Stop creating new languages

30 Aug

Every couple of months, an announcement for a new language pops up on ProgReddit or Hacker News. While some of these languages might have interesting ideas, their ideas rarely justify whole new languages, so mostly these languages seem like arbitrary remixes of existing ones. Consequently, these languages’ authors often come off a bit like crackpots: ‘Look, everyone! I’ve rearranged the bookshelves with my new classification system. Once you master it, you’ll find browsing of biographies 6% more efficient and reshelfing of autobiographies 11% more efficient! *ehem* Once you master it.’

Some observers react to this steady nuisance of quixotic pet projects by dismissing the need for better languages entirely. This is sensible in the short term because new things in programming rarely constitute big enough improvements over the day’s status quo to justify the transition costs. In the long run, however, it’s myopic: the languages and tools of today are generally significantly superior to what we were using a generation ago, so it’s not unreasonable to expect further significant advances.

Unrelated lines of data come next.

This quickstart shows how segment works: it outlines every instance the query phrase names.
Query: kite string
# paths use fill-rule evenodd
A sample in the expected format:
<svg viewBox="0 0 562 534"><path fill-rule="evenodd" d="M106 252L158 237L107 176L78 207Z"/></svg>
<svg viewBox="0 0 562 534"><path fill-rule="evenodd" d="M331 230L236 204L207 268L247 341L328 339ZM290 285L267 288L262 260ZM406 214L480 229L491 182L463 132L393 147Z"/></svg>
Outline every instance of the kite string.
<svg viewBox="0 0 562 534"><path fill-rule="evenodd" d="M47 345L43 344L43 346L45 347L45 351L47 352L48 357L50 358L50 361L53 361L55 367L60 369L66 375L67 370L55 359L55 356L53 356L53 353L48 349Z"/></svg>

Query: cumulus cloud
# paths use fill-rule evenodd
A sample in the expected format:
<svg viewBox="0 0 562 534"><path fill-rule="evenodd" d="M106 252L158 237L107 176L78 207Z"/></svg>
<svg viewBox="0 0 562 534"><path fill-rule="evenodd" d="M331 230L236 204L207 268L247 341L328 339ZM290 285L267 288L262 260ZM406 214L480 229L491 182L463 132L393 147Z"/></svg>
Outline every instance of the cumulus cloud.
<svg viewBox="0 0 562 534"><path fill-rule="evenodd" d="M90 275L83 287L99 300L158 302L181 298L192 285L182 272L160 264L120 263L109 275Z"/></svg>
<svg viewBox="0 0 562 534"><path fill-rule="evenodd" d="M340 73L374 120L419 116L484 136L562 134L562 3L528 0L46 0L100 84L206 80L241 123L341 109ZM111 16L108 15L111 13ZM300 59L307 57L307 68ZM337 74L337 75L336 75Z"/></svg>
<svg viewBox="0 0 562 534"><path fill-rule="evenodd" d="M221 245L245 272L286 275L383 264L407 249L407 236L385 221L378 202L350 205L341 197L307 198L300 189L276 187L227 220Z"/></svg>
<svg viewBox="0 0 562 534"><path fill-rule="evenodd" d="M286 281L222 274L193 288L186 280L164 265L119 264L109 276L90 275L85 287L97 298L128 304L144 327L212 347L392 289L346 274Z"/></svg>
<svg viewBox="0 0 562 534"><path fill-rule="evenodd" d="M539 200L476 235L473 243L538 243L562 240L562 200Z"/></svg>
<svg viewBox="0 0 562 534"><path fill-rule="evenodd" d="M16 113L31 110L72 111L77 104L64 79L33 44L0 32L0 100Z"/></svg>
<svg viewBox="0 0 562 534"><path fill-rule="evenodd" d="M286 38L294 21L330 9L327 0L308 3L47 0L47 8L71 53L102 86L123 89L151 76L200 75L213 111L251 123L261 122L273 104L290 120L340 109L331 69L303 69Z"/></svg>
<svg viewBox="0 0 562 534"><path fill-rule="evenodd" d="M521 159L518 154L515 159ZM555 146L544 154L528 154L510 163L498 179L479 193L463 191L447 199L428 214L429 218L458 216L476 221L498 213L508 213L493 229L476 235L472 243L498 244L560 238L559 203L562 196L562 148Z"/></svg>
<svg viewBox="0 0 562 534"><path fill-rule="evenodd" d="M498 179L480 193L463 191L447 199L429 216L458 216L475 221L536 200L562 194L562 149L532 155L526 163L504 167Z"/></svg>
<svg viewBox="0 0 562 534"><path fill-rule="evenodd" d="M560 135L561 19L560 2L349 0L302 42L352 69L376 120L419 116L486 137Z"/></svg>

In one reading of the history, though, the improvements we’ve seen in the last twenty-odd years are entirely from the realization of old ideas—automatic garbage collection, full object-orientation, functional programming, etc.–and so it’s claimed that no one has had any really new ideas for decades now. There’s something to this observation, but we still shouldn’t reject new languages out of hand:

  • First, the original formulations of the old ur-ideas prompted many practical questions, but many of our answers to these questions still remain sketchy, leaving open the possibility of more fundamental changes to come.
  • Second, while I think it very unlikely that, at this late date, someone will identify a new programming paradigm, it always seems naïve to declare the End of History and rule out any future potential for big, transformative ideas.
  • Third, and most importantly, I don’t believe languages must only advance on big ideas, for little details matter—they add up. Even if what most new languages largely do is just rearrange the furniture for the sake of aesthetics and minor efficiencies, after a few rounds of 5% improvement, you begin to see a real qualitative difference. Python, for instance, is semantically not all that different from Perl, but what a difference sane syntax makes.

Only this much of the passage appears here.